In preparation for a study in patients with depression, the present study GH001-HV-101 aimed to assess the impact of four different dose levels of a novel vaporized 5-MeO-DMT formulation (GH001) administered via inhalation as single doses, and in an individualized dose escalation regimen on the safety, tolerability, and the dose-related psychoactive effects in healthy volunteers (n=22). Further, we aimed to assess the impact on cognitive functioning, mood, and well-being.

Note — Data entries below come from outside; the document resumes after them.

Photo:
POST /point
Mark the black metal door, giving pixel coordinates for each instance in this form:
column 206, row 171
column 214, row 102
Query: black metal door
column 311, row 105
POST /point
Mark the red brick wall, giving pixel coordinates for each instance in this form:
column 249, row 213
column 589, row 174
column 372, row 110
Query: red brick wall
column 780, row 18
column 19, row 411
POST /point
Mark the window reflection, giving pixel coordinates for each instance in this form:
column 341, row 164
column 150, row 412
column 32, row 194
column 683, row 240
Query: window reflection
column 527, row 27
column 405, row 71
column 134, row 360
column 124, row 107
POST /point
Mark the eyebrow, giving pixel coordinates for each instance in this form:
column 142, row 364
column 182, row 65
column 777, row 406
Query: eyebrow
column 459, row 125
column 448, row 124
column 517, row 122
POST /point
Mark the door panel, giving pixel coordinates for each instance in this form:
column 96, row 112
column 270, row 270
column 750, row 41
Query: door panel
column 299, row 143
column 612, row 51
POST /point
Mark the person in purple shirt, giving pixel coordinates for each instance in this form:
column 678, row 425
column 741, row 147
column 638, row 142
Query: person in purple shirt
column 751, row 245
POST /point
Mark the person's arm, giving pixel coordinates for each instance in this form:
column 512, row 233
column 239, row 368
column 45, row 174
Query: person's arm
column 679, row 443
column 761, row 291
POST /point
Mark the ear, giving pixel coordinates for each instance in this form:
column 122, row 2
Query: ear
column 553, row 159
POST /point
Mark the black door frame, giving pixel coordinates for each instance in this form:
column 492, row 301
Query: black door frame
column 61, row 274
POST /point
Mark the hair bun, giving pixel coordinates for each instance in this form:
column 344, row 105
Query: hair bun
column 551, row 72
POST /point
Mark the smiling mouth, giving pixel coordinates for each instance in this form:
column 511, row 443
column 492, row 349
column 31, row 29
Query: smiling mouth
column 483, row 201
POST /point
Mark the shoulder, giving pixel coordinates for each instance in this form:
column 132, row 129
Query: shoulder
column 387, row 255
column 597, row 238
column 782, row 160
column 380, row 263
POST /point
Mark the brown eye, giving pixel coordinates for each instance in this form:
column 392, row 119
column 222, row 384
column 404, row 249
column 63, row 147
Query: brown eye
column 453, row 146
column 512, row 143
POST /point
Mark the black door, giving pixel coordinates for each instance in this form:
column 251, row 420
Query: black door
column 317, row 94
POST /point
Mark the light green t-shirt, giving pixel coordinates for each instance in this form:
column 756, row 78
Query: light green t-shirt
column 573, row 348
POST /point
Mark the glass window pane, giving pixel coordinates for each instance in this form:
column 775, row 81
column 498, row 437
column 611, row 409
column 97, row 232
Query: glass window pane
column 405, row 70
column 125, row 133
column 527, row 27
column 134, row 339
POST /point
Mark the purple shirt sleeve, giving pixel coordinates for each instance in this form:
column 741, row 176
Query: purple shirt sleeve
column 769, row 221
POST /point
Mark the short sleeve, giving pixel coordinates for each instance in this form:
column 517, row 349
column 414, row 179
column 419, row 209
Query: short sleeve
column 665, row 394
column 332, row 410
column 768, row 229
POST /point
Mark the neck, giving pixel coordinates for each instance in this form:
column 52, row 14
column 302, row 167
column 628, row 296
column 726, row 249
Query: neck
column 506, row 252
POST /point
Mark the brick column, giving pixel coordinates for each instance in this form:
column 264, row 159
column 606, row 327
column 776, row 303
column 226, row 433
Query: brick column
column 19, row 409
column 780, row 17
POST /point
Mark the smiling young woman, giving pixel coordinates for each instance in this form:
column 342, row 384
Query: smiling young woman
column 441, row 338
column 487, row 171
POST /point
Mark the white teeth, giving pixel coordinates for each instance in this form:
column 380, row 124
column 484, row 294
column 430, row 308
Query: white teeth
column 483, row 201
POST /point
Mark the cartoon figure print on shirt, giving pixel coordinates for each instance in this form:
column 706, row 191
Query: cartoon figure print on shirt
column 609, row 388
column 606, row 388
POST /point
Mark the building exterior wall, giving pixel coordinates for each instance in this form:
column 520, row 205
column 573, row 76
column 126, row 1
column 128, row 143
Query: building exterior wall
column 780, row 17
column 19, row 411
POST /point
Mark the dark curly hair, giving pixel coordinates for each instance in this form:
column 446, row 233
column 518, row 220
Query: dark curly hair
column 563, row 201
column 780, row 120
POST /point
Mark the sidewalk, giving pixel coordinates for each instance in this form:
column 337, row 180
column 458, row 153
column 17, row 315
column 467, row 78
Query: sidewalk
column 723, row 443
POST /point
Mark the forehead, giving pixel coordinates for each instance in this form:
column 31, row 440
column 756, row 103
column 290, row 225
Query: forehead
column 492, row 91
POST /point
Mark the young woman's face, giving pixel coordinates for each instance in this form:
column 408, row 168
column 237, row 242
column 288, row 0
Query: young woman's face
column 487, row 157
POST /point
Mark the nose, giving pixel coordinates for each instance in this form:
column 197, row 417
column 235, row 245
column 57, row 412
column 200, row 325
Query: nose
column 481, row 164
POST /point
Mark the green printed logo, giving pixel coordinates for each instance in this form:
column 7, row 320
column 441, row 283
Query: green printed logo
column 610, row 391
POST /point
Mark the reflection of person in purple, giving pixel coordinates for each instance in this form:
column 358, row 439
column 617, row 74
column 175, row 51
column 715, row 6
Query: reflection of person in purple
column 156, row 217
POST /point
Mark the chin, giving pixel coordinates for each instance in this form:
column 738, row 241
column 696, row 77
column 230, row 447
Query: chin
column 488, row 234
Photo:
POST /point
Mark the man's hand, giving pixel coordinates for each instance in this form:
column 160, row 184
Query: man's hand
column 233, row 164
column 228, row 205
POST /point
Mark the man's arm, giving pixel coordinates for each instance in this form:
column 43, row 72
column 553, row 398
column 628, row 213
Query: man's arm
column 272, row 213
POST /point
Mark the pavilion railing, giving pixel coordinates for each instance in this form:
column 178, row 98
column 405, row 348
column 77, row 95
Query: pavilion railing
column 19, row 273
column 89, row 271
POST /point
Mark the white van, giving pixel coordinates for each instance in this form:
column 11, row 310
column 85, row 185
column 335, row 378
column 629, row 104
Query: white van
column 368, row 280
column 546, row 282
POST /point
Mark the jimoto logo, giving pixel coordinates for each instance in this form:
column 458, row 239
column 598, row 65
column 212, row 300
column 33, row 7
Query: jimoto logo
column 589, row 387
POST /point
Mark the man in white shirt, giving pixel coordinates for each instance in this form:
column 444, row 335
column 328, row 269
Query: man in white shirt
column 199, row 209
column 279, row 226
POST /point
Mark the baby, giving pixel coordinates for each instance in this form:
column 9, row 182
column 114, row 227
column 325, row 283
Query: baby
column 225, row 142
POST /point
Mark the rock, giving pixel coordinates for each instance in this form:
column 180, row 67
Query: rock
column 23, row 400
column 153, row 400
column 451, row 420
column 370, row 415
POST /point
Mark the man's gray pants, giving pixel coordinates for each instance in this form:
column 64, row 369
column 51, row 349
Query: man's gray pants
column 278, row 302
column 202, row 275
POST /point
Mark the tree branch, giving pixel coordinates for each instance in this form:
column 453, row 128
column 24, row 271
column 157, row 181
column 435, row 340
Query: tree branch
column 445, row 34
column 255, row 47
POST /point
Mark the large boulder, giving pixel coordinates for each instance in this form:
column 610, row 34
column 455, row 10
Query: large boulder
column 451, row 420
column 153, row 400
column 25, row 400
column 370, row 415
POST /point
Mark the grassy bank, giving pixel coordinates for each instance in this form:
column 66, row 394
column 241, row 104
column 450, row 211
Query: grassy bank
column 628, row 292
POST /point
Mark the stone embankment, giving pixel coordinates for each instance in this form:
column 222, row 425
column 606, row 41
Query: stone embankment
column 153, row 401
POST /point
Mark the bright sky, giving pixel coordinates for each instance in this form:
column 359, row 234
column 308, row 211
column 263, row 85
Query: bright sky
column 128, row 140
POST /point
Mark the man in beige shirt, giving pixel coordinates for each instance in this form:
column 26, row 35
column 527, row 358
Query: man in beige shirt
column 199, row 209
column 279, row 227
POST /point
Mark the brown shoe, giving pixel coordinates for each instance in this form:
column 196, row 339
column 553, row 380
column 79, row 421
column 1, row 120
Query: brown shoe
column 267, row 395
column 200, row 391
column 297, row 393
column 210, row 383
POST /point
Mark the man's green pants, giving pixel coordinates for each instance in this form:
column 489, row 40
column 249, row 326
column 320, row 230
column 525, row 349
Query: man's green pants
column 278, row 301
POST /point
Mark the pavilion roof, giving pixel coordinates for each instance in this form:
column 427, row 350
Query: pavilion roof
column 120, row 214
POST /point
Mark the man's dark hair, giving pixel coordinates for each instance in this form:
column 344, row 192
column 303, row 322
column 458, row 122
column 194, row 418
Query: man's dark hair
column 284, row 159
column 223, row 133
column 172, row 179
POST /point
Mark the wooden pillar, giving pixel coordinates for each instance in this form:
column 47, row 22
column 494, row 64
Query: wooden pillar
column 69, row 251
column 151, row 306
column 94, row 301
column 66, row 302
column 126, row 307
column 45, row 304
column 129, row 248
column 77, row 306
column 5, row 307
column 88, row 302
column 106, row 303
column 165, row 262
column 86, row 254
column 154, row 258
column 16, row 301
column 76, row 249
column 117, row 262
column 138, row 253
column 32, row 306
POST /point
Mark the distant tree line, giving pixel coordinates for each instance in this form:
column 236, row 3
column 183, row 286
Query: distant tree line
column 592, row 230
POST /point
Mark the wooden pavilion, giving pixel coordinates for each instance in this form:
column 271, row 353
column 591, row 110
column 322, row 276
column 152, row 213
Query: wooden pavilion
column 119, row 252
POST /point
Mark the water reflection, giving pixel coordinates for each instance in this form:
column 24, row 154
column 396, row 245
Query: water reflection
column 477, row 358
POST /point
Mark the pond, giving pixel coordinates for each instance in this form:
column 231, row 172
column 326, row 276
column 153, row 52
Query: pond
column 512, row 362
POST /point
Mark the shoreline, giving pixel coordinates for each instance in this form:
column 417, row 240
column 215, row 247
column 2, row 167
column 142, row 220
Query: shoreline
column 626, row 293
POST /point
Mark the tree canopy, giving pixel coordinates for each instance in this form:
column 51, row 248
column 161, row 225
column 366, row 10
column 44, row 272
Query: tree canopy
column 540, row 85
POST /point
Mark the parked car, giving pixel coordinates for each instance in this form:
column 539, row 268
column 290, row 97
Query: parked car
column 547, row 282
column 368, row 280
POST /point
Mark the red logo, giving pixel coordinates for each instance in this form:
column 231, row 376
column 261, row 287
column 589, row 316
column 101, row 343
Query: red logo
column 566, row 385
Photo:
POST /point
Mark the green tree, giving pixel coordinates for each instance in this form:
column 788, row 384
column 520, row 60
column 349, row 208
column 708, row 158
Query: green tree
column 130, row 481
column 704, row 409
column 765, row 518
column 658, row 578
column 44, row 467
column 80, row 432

The psychedelic experience was assessed with a novel Peak Experience Scale (PES), the Mystical Experience Questionnaire (MEQ), the Ego Dissolution Inventory (EDI), the Challenging Experience Questionnaire (CEQ), and the 5-Dimensional Altered States of Consciousness Questionnaire (5D-ASC).

5-MeO-DMT produced dose-related increments in the intensity of the psychedelic experience ratings on all questionnaires, except the CEQ. Prominent effects were observed following single doses of 6, 12, and 18 mg on PES and MEQ ratings, while maximal effects on PES, MEQ, EDI, and 5D-ASC ratings were observed following individualized dose escalation of 5-MeO-DMT. Measures of cognition, mood, and well-being were not affected. Vital signs at 1 and 3 h after administration were not affected and adverse events were generally mild and resolved spontaneously.

Individualized dose escalation of 5-MeO-DMT may be preferable over single dose administration for clinical applications that aim to enhance the short-term psychoactive effects to elicit a strong therapeutic response.

This study was funded by GH Research PLC, Dublin, Ireland.